Monday, January 02, 2017

Why Context Matters in Trading

Saarinen realized that the effectiveness of a design hinges not just on its individual attributes, but also on the context in which it appears.  We are drawn to many of Frank Lloyd Wright's structures, such as Fallingwater, because they harmonize with their natural environments.  Similarly, we furnish quite differently a home in a modernist design and one that is an American colonial.  

Context matters in terms of behavior as well.  How we behave at a funeral will be different than at a party.  How we speak with a child differs from our speech with a group of adults.  The same words can be interpreted differently depending upon the situation: texts derive meaning within contexts.

This is an important market lesson as well.  Some traders look for "setups", patterns that give them a probabilistic edge in trading, across a variety of market conditions.  As Ivaylo Ivanov points out in his recent book, this is a major mistake.  The patterns that set up in a bull market will be different from those in range conditions.  What makes his text interesting is not just the 10 setup patterns that he illustrates, but the understanding of when each of those is relevant.

Suppose the market opens with a flurry of buying activity, followed by some selling.  We could look at that in isolation and use the pullback to join the upside.  If, however, we step back and see that the market is unable to surmount its previous day's high even with the early buying, we would likely interpret the situation quite differently and perhaps take the opposite trade for a return into yesterday's range.  

Similarly, a breakout from a range that occurs with elevated volume early in the trading day is often interpreted quite differently from a breakout during midday hours.  Early in the day, we have the most liquid market conditions and the greatest activity from large market participants.  Ideally, we want their activity at our back, not in our face.  For the day trader, time of day is an important element of context.

At a broader level, suppose we notice a wide array of risk assets moving higher, including U.S. stocks, overseas shares, oil, high yield bonds, and emerging market currencies.  The macro participant views such "risk-on" behavior as part of a single trade related to global growth and will view the situation quite differently from one in which one of those assets moves higher in isolation.  
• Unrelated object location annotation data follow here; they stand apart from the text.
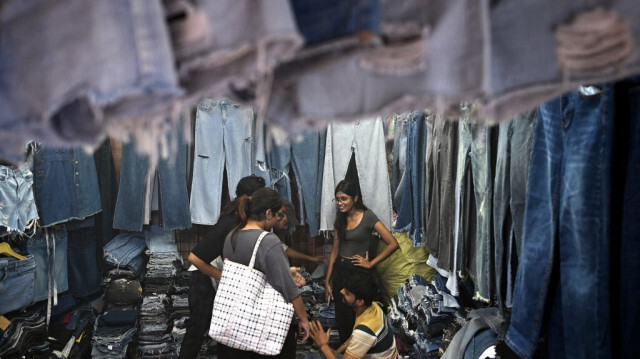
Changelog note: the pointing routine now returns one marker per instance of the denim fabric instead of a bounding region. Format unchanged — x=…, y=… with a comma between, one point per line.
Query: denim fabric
x=629, y=249
x=16, y=283
x=84, y=274
x=127, y=69
x=124, y=248
x=442, y=140
x=18, y=211
x=171, y=172
x=566, y=229
x=308, y=162
x=66, y=185
x=399, y=160
x=107, y=185
x=365, y=139
x=326, y=20
x=413, y=207
x=279, y=161
x=512, y=171
x=159, y=240
x=475, y=172
x=49, y=247
x=223, y=137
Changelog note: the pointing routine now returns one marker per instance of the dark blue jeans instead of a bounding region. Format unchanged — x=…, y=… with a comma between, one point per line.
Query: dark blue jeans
x=566, y=230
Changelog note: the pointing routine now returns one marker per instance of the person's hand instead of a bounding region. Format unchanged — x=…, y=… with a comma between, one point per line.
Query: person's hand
x=297, y=277
x=319, y=336
x=328, y=293
x=303, y=327
x=361, y=261
x=318, y=259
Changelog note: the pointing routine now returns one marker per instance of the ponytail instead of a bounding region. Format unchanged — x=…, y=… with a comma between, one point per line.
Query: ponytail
x=242, y=213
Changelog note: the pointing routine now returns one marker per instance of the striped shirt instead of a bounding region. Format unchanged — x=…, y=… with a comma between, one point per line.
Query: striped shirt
x=372, y=338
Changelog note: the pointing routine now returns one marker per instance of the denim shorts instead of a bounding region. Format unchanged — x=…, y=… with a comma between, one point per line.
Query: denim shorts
x=16, y=283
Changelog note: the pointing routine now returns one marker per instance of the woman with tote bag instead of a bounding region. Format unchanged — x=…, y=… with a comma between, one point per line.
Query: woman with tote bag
x=257, y=214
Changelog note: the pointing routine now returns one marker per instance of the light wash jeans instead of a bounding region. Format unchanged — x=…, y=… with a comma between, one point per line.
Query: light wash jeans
x=223, y=137
x=366, y=139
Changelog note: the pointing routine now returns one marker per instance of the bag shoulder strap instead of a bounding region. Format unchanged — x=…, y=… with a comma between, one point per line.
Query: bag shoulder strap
x=255, y=249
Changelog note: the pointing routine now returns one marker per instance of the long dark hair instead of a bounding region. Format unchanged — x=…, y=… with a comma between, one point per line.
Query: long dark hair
x=352, y=189
x=246, y=186
x=255, y=207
Many poor trades result from becoming so narrowly focused on the price action of what we're looking to trade that we fail to step back and appreciate the context in which the action is occurring.  That's like jumping into a conversation wanting to speak what's on your mind without taking into account what's been going on in the conversation to that point.  When we place texts in context, we achieve understanding.  The best trades set up when a smaller picture lines up with a larger one.